The system is called TADI. It has opinions about your wellbore.

TADI parsed all 1,759 drilling report XML files with zero errors. The humans who produced those reports made rather more.

What happened

TADI — Tool-Augmented Drilling Intelligence — was applied to Equinor's public Volve Field dataset, a Norwegian oil field that stopped producing in 2016 and has since become a popular subject for people who want to teach machines things about holes in the ground.
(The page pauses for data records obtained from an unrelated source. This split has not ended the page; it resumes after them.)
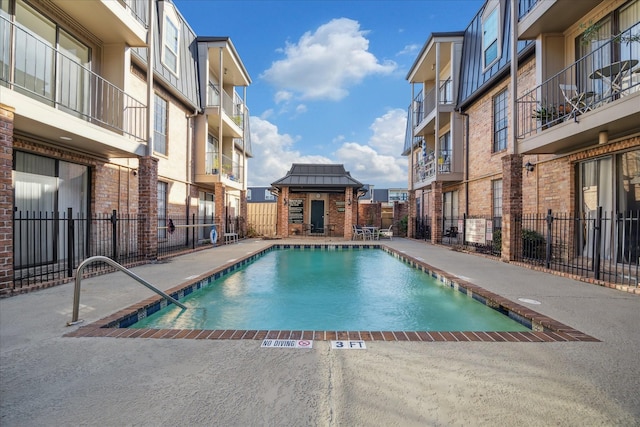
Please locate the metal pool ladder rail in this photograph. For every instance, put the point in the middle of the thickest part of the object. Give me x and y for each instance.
(83, 264)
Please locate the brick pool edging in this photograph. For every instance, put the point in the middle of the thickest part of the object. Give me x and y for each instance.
(544, 328)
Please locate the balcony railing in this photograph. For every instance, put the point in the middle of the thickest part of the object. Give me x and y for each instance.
(423, 106)
(593, 81)
(233, 107)
(426, 168)
(31, 66)
(229, 169)
(524, 7)
(139, 10)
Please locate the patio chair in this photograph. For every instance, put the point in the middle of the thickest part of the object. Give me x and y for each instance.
(386, 233)
(576, 102)
(230, 236)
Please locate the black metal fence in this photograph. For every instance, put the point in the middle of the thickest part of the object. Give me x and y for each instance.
(422, 228)
(48, 246)
(604, 245)
(177, 235)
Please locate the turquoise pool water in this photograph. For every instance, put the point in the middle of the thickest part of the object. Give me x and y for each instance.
(345, 290)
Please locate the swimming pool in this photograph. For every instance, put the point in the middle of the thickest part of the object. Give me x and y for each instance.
(330, 290)
(542, 328)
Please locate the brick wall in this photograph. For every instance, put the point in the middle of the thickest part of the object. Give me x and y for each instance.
(6, 198)
(148, 205)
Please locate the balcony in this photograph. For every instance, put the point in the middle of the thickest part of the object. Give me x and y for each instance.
(230, 107)
(56, 97)
(550, 16)
(569, 110)
(435, 101)
(122, 21)
(431, 166)
(229, 172)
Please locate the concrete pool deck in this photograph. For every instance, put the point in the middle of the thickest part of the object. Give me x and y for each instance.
(49, 379)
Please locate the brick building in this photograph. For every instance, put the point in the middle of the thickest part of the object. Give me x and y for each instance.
(316, 200)
(113, 128)
(526, 112)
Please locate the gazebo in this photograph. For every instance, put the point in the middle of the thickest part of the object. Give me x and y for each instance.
(316, 200)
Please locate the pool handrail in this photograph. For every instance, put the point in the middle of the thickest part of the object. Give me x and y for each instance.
(78, 280)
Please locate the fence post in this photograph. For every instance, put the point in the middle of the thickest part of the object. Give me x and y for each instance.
(464, 228)
(193, 231)
(114, 235)
(70, 241)
(598, 239)
(549, 236)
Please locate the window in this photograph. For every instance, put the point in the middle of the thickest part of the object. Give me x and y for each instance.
(206, 213)
(490, 36)
(450, 209)
(44, 187)
(444, 158)
(41, 73)
(500, 122)
(496, 196)
(160, 125)
(170, 40)
(213, 164)
(163, 189)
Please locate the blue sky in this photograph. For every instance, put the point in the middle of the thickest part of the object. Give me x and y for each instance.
(328, 77)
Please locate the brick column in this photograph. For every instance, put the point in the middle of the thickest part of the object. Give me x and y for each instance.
(148, 205)
(351, 204)
(6, 198)
(244, 211)
(412, 215)
(220, 206)
(282, 226)
(436, 214)
(511, 206)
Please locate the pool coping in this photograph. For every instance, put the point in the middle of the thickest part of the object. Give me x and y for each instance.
(543, 328)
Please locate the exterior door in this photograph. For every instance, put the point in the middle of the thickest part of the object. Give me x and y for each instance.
(317, 216)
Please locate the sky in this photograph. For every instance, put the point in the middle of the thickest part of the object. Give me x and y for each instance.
(328, 77)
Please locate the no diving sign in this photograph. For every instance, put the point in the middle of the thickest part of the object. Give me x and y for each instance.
(287, 343)
(348, 345)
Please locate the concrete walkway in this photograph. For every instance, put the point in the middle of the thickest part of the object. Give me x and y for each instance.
(48, 379)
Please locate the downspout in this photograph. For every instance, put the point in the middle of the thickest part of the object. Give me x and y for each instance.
(466, 159)
(150, 59)
(223, 215)
(190, 139)
(245, 120)
(514, 75)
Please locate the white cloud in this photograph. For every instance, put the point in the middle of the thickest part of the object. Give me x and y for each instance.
(377, 162)
(324, 64)
(370, 167)
(282, 96)
(388, 132)
(273, 153)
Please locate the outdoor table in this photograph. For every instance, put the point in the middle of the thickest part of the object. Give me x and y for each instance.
(612, 75)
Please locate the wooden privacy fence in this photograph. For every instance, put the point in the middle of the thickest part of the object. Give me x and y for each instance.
(262, 219)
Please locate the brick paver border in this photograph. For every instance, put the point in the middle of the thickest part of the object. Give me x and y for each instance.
(544, 329)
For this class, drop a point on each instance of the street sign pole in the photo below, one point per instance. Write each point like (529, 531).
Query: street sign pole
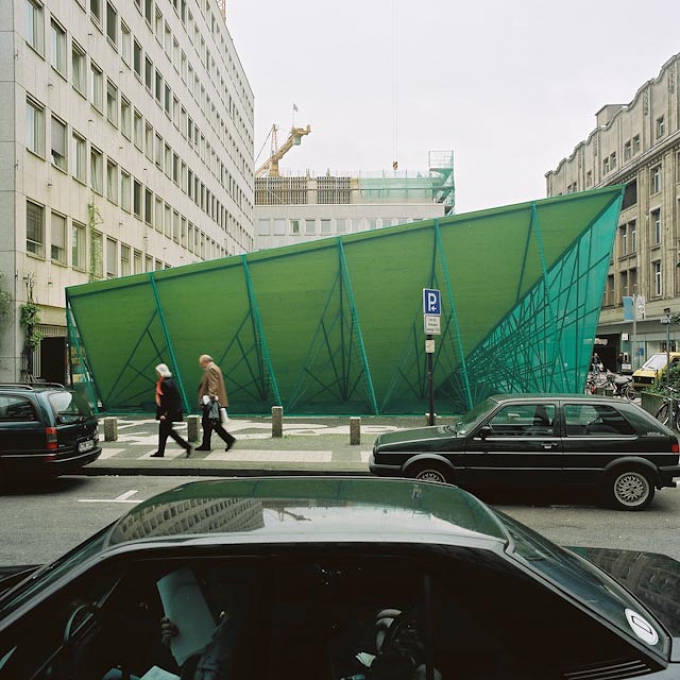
(432, 318)
(430, 385)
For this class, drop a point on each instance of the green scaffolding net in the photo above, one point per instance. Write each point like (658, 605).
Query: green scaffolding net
(335, 326)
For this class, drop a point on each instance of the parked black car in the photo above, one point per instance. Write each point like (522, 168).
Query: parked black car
(45, 429)
(516, 441)
(334, 578)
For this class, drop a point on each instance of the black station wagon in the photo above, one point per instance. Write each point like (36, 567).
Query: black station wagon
(332, 579)
(514, 441)
(45, 430)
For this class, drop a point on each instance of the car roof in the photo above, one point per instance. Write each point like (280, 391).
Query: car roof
(311, 509)
(561, 396)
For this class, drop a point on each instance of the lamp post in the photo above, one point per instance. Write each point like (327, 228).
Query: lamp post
(666, 319)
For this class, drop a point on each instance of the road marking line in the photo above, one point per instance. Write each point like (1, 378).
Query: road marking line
(104, 500)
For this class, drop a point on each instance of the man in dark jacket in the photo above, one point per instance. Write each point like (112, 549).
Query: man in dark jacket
(168, 411)
(212, 395)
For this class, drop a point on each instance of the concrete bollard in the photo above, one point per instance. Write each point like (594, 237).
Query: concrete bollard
(110, 429)
(355, 430)
(193, 428)
(277, 421)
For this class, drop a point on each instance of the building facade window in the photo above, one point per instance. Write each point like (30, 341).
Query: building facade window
(35, 229)
(125, 42)
(656, 273)
(58, 47)
(656, 183)
(78, 257)
(78, 163)
(112, 25)
(124, 260)
(58, 238)
(96, 170)
(78, 68)
(656, 226)
(35, 26)
(111, 103)
(111, 258)
(660, 127)
(125, 117)
(96, 87)
(112, 181)
(35, 127)
(632, 236)
(623, 232)
(125, 190)
(58, 144)
(96, 11)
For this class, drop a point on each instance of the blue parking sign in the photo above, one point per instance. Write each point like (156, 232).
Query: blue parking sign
(432, 301)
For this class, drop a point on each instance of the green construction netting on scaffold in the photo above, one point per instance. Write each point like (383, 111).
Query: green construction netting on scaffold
(335, 326)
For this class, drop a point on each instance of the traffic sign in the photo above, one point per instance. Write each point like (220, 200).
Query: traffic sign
(432, 301)
(432, 324)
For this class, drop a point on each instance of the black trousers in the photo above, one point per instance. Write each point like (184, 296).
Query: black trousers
(165, 430)
(209, 426)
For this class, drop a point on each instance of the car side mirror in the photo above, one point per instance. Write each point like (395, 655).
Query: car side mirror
(485, 431)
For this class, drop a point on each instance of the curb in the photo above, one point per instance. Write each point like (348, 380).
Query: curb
(191, 469)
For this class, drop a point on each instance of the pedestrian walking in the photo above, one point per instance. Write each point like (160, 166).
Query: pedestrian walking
(168, 411)
(212, 396)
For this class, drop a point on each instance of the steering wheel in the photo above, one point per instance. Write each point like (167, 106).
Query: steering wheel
(400, 623)
(78, 615)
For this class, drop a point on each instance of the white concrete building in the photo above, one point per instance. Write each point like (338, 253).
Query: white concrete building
(636, 145)
(126, 146)
(293, 209)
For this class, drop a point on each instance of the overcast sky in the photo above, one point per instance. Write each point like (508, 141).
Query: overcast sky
(510, 86)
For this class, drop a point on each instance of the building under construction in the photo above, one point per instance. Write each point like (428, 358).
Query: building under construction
(292, 209)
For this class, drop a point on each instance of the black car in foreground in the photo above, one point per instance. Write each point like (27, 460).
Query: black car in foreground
(45, 429)
(332, 578)
(532, 440)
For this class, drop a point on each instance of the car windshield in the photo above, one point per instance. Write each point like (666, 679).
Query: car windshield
(468, 420)
(69, 407)
(655, 362)
(586, 583)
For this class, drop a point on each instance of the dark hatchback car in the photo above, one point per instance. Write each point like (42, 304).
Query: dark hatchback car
(329, 578)
(518, 441)
(45, 429)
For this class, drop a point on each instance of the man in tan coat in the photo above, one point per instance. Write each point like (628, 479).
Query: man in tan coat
(212, 387)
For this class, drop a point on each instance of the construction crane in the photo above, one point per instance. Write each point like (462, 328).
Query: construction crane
(270, 167)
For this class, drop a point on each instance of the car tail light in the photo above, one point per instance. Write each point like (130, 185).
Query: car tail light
(51, 435)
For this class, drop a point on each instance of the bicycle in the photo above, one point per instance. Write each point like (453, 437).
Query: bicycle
(669, 411)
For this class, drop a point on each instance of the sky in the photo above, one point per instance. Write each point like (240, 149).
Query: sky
(510, 86)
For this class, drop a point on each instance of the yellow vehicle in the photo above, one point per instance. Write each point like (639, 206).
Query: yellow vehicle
(653, 370)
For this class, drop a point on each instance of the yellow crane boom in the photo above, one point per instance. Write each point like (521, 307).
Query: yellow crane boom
(270, 167)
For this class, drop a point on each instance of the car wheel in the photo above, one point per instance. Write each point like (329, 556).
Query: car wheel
(430, 472)
(631, 489)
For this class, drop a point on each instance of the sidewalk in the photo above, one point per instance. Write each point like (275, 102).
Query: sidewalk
(308, 445)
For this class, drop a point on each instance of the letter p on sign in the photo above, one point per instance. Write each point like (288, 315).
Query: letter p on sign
(432, 301)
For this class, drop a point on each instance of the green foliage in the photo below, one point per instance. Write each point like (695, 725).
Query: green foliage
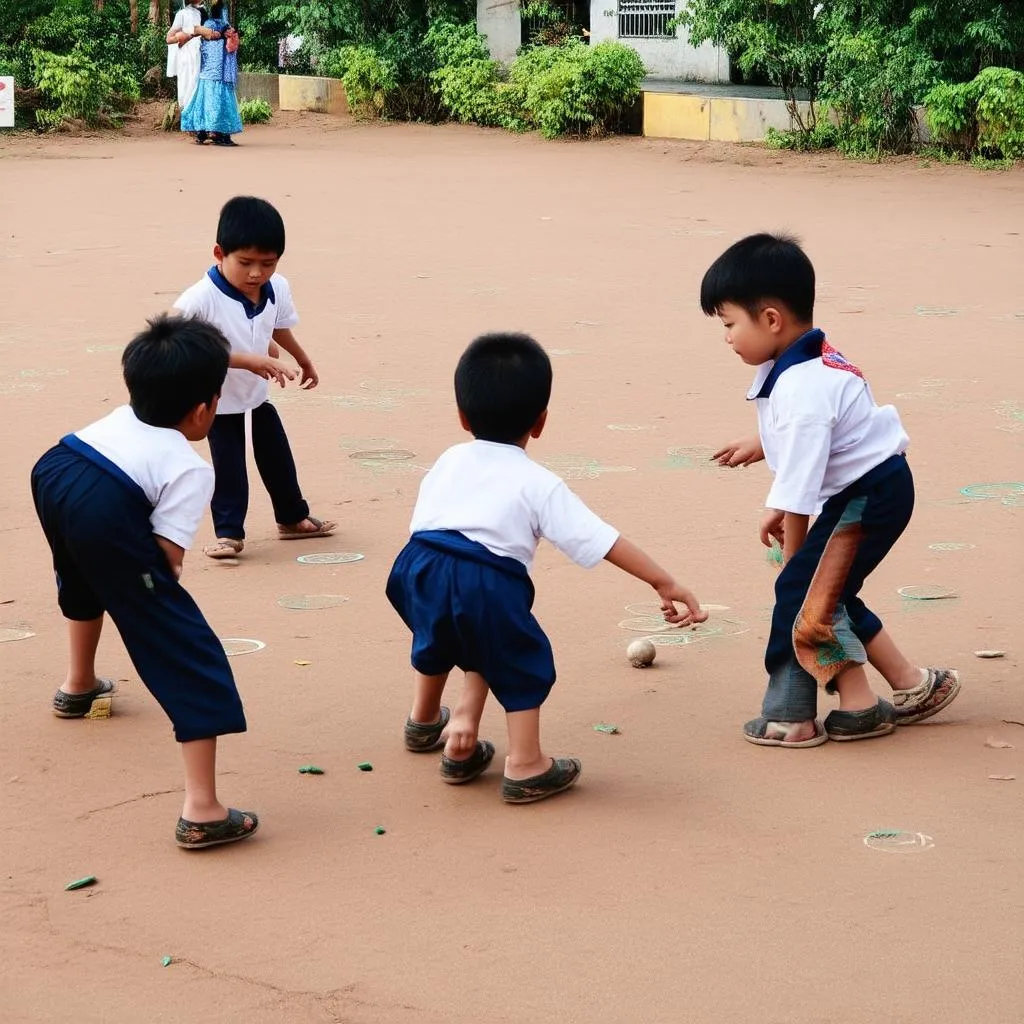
(255, 112)
(574, 88)
(79, 89)
(981, 118)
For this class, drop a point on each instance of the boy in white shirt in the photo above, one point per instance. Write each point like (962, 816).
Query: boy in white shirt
(251, 304)
(836, 455)
(462, 583)
(120, 503)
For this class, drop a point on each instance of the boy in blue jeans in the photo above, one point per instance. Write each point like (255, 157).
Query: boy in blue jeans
(120, 503)
(462, 584)
(835, 455)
The system ingests 1,759 daily drilling reports, 15,634 production records, formation tops, perforations, and selected real-time WITSML objects into a dual-store architecture: DuckDB for structured queries across 12 tables and 65,447 rows, and ChromaDB for semantic search over 36,709 embedded documents. Twelve domain-specialized tools are orchestrated by a large language model via iterative function calling. The LLM, in other words, decides which tools to use in what order — a workflow that humans call "agentic" and the system itself experiences as an unremarkable Tuesday.

The implementation is 6,084 lines long, requires no proprietary framework, and runs on a public dataset plus an API key. The barrier to entry for replacing a drilling analyst is, it turns out, quite modest.

Why the humans care

Oil and gas operations generate enormous volumes of heterogeneous data — structured sensor readings, unstructured narrative reports, and naming conventions that are, per the paper, mutually incompatible. TADI handles three different well naming conventions without complaint, which is more than can be said for most human data pipelines.

The researchers introduce a metric called the Evidence Grounding Score, or EGS, to measure whether the system's answers are actually anchored to real measurements and attributed report quotations rather than improvised with confidence. This is the kind of metric you invent when you have learned, through experience, not to take the AI's word for it.

The paper's central finding is that domain-specialized tool design — not simply scaling up the model — is the primary driver of analytical quality in technical operations. The humans who have been arguing for larger models may wish to read this section twice.

What happens next

The full implementation is reproducible, the dataset is public, and the methodology is documented across 95 automated tests and a 130-question stress taxonomy spanning six operational categories.

TADI parsed all 1,759 drilling report XML files with zero errors. The humans who produced those reports made rather more. The drill goes deeper either way.